Dr. Eugene Spafford, Professor of Computer Science and Electrical Engineering, at Purdue University and Director of the Center for Education and Research and Security, shares his thoughts here with us on the focus of CISO's, shortage of trained professionals in information security and career advice to candidates wanting to venture in the field-

Q: What according to you should chief information security officer, the CEO of companies focus their time and energy on within information security?

Dr. Eugene Spafford: I have spoken with several, and their concerns clearly are how to know that they're spending the right amount, and what is it really going to do for business if they do or don't spend on certain things? I think the first thing that needs to get across to many of these people is that security is not a return on investment kind of expenditure. It isn't an investment that produces returns. It is an infrastructure cost. It is a cost of doing business the same as providing heat and lights and the guard at front lobby are all part of infrastructure expenses. And you have to invest in appropriate amounts of security to maintain the viability of the organization, but to promote public trust and employee comfort. Both of which are important for the bottom line. If the public doesn't believe that you're going to protect their information appropriately, that you are not behaving in an ethical manner, then they are likely to eventually take their business elsewhere no matter how immediate the crisis are. Government is likely to penalize you as an organization if you haven't kept appropriate records, and we've seen over the last decade the increase of legislation in this arena and certainly employees given the choice in today's market where we have far more opportunities than candidates are going to take their business where they feel more comfortable, where they feel that they're doing something more ethical, or where they just feel better about the protection of their own information. So I talk to you people at the C level. I stress that the investment isn't expected to produce a tangible return but it's to create an environment where customers and employees and other entities are more comfortable doing business with a company because they realize they take care of privacy and security and value quality.

Q: How severe is the shortage for trained professionals in information security?

Spafford: The shortage is right now that maybe two or three potential positions exist for each person with appropriate training if they're willing to relocate and if they're willing to learn some new systems.
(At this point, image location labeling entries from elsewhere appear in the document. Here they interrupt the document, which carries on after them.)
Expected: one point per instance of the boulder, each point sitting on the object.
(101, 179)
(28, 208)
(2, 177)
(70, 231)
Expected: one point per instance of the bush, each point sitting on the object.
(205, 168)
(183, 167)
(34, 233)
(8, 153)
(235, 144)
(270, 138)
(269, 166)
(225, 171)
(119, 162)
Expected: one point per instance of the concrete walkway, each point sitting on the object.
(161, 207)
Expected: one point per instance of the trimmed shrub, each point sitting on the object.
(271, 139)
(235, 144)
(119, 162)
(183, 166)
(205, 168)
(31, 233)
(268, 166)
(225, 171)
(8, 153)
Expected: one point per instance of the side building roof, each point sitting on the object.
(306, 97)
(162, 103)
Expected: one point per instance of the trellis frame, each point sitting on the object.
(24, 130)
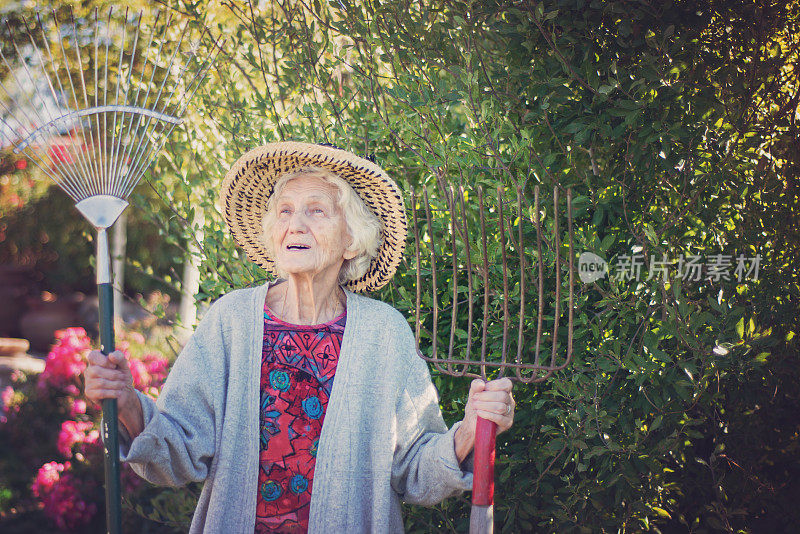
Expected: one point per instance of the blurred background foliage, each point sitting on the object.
(675, 125)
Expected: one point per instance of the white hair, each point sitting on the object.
(363, 226)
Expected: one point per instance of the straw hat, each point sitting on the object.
(250, 182)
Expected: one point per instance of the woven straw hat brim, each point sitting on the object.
(250, 182)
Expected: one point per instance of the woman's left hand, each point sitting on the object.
(490, 400)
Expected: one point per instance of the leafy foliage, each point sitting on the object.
(675, 126)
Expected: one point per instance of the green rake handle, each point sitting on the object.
(105, 293)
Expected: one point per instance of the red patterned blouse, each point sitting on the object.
(297, 367)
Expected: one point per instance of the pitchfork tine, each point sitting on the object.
(501, 221)
(434, 330)
(521, 247)
(469, 271)
(485, 257)
(454, 256)
(416, 257)
(558, 278)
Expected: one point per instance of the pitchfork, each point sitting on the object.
(481, 517)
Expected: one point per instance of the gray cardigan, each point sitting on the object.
(383, 439)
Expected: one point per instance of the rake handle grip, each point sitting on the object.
(105, 293)
(483, 470)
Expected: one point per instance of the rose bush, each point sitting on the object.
(61, 474)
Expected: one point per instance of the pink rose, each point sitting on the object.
(73, 432)
(78, 407)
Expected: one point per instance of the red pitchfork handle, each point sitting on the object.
(481, 519)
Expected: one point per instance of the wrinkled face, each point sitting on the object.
(310, 234)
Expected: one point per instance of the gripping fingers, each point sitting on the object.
(491, 406)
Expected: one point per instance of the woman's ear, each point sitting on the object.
(349, 252)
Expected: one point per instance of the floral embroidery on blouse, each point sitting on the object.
(298, 363)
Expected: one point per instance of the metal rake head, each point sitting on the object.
(91, 100)
(472, 278)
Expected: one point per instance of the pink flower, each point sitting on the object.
(141, 378)
(136, 337)
(78, 407)
(64, 504)
(73, 432)
(66, 361)
(6, 397)
(157, 367)
(46, 477)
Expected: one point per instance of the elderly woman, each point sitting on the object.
(303, 383)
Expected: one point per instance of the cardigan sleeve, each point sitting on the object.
(425, 469)
(178, 441)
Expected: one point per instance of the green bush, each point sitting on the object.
(675, 126)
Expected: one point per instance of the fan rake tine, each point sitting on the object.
(93, 166)
(85, 165)
(30, 134)
(189, 94)
(142, 157)
(115, 168)
(143, 133)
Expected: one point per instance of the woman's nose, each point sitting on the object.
(297, 222)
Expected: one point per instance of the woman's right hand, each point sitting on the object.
(109, 377)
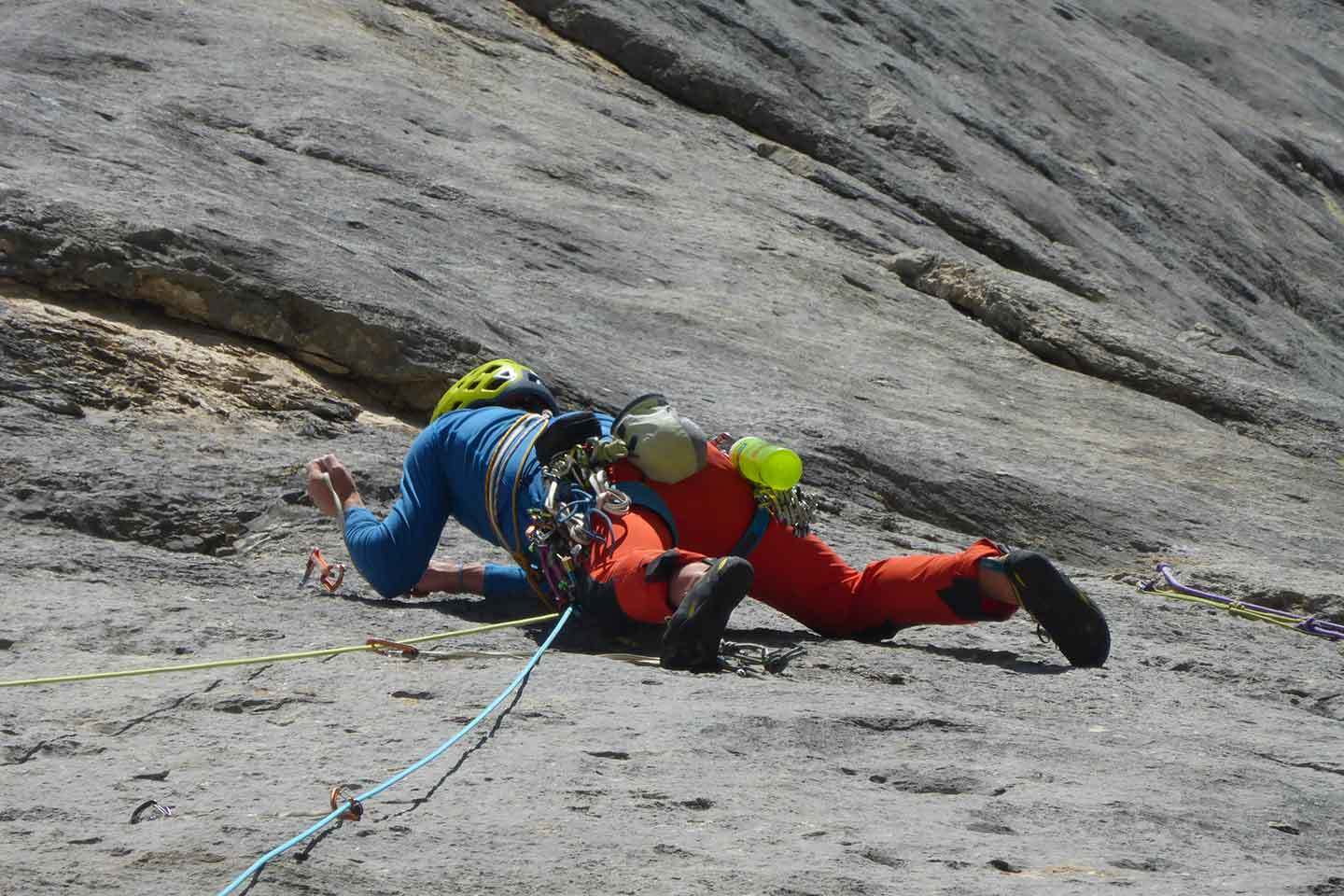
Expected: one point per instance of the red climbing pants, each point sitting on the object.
(801, 578)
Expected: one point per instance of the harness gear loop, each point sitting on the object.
(355, 809)
(576, 512)
(330, 574)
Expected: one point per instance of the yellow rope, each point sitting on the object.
(510, 442)
(277, 657)
(1234, 608)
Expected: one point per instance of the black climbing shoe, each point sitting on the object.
(693, 635)
(1069, 617)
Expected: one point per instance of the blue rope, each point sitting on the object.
(336, 813)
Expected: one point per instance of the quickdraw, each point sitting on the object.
(354, 809)
(1169, 586)
(330, 574)
(576, 512)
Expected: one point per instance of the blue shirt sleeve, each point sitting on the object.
(394, 553)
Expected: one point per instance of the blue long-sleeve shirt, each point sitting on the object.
(445, 476)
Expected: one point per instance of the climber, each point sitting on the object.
(691, 546)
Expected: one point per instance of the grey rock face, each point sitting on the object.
(1059, 275)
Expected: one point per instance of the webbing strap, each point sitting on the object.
(644, 496)
(751, 538)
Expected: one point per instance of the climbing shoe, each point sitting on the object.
(693, 635)
(1066, 614)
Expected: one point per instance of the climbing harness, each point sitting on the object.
(275, 657)
(1169, 586)
(577, 511)
(348, 804)
(329, 574)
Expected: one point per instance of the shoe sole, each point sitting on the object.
(1075, 623)
(693, 635)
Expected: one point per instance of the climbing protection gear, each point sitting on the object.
(329, 574)
(1066, 614)
(518, 441)
(791, 507)
(766, 464)
(498, 383)
(577, 511)
(338, 812)
(665, 446)
(149, 810)
(1169, 586)
(693, 635)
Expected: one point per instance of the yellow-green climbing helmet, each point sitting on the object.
(498, 383)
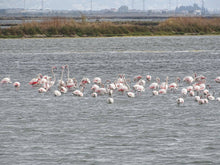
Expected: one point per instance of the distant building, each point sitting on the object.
(195, 10)
(123, 9)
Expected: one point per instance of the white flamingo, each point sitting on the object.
(180, 100)
(110, 100)
(155, 85)
(155, 92)
(131, 94)
(17, 85)
(188, 79)
(57, 93)
(148, 77)
(6, 80)
(94, 94)
(217, 79)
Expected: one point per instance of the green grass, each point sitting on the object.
(60, 27)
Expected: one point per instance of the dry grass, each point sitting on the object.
(69, 27)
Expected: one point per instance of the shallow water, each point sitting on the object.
(43, 129)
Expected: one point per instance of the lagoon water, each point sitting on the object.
(43, 129)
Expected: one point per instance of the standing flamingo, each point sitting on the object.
(180, 100)
(6, 80)
(217, 79)
(174, 85)
(110, 100)
(17, 85)
(61, 83)
(148, 77)
(57, 93)
(131, 94)
(188, 79)
(155, 85)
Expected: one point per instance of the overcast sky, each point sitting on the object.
(104, 4)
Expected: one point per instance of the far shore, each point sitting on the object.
(66, 28)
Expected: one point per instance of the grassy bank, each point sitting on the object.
(58, 27)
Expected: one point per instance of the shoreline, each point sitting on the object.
(65, 28)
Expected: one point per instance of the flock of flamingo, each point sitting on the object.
(196, 86)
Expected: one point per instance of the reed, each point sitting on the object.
(70, 28)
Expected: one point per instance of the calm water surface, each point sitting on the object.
(43, 129)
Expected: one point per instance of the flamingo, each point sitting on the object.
(101, 91)
(6, 80)
(180, 100)
(16, 85)
(130, 94)
(184, 91)
(197, 98)
(97, 80)
(148, 77)
(155, 85)
(57, 93)
(36, 81)
(191, 93)
(189, 88)
(137, 78)
(164, 85)
(78, 93)
(162, 91)
(61, 83)
(174, 85)
(63, 89)
(154, 92)
(217, 79)
(201, 101)
(84, 81)
(138, 88)
(42, 90)
(210, 97)
(206, 92)
(70, 83)
(188, 79)
(110, 100)
(95, 87)
(50, 81)
(94, 94)
(141, 82)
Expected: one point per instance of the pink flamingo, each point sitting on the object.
(36, 81)
(84, 81)
(155, 93)
(164, 85)
(162, 91)
(137, 78)
(57, 93)
(217, 79)
(155, 85)
(180, 100)
(42, 90)
(131, 94)
(188, 79)
(61, 83)
(148, 77)
(79, 92)
(50, 81)
(191, 93)
(94, 94)
(6, 80)
(174, 85)
(110, 100)
(97, 80)
(17, 85)
(184, 91)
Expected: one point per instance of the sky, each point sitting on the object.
(105, 4)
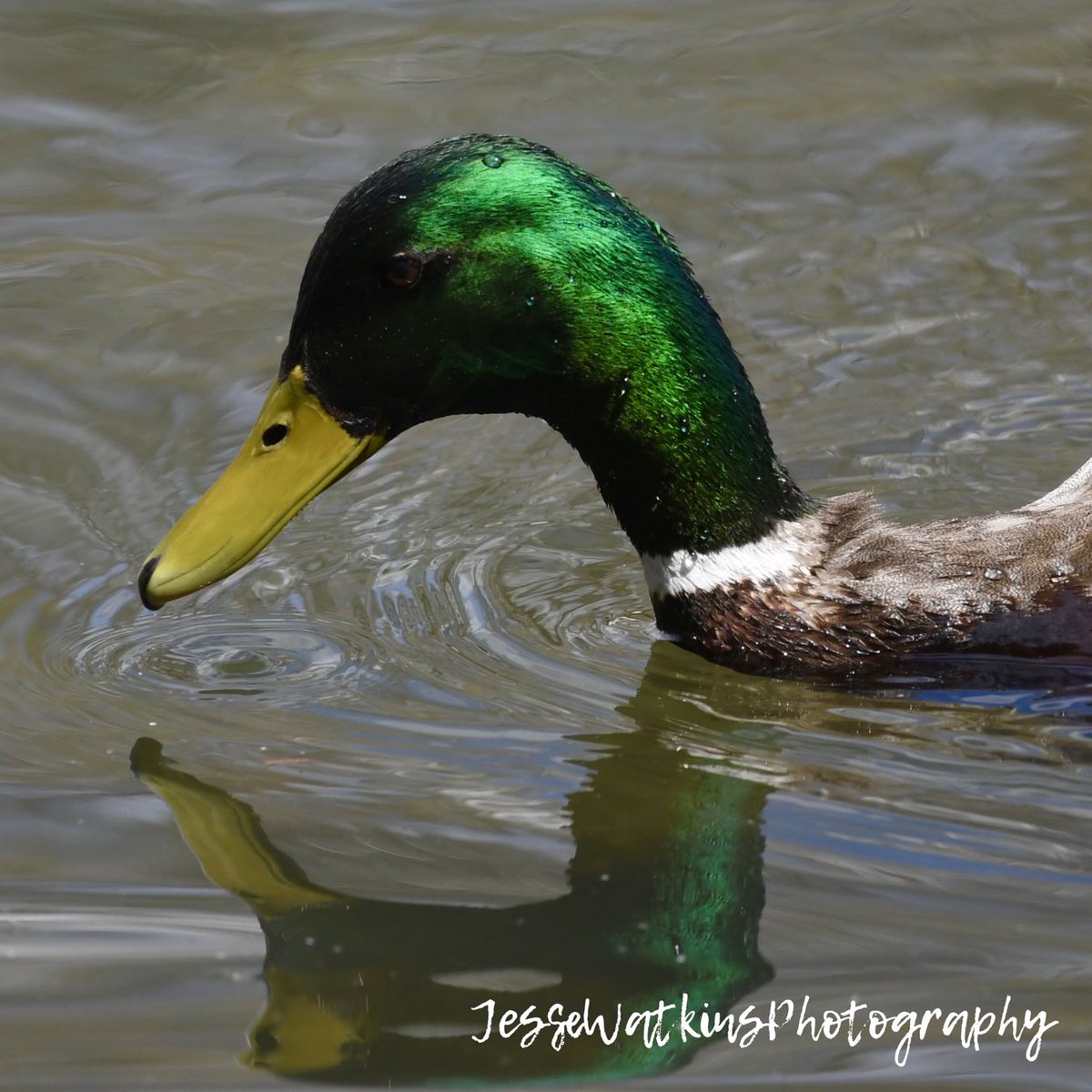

The problems probably are going to get worse, though, because we don't have the defenses in place and as more businesses come online, as we do more government work online and fewer students are going into computing than are really needed the shortage is going to increase.

Q: What advice would you give somebody thinking of starting this career? Where would they want to go for school or what type of major should they look at? Will a business or computer science student also be interested in this major?

Spafford: There are a number of different ways to approach this. Certainly computer science, computer engineering and business are three potential approaches, depending on the aspects that one is interested in. But we're also seeing some programs coming through criminology for the whole area of cyber forensics and cyber law enforcement as one arena. I've seen some people coming through education schools and information technology programs, but that also have very good grounding. It really depends on whether you're interested in applications in a particular area or management or in research and that really should be the guide.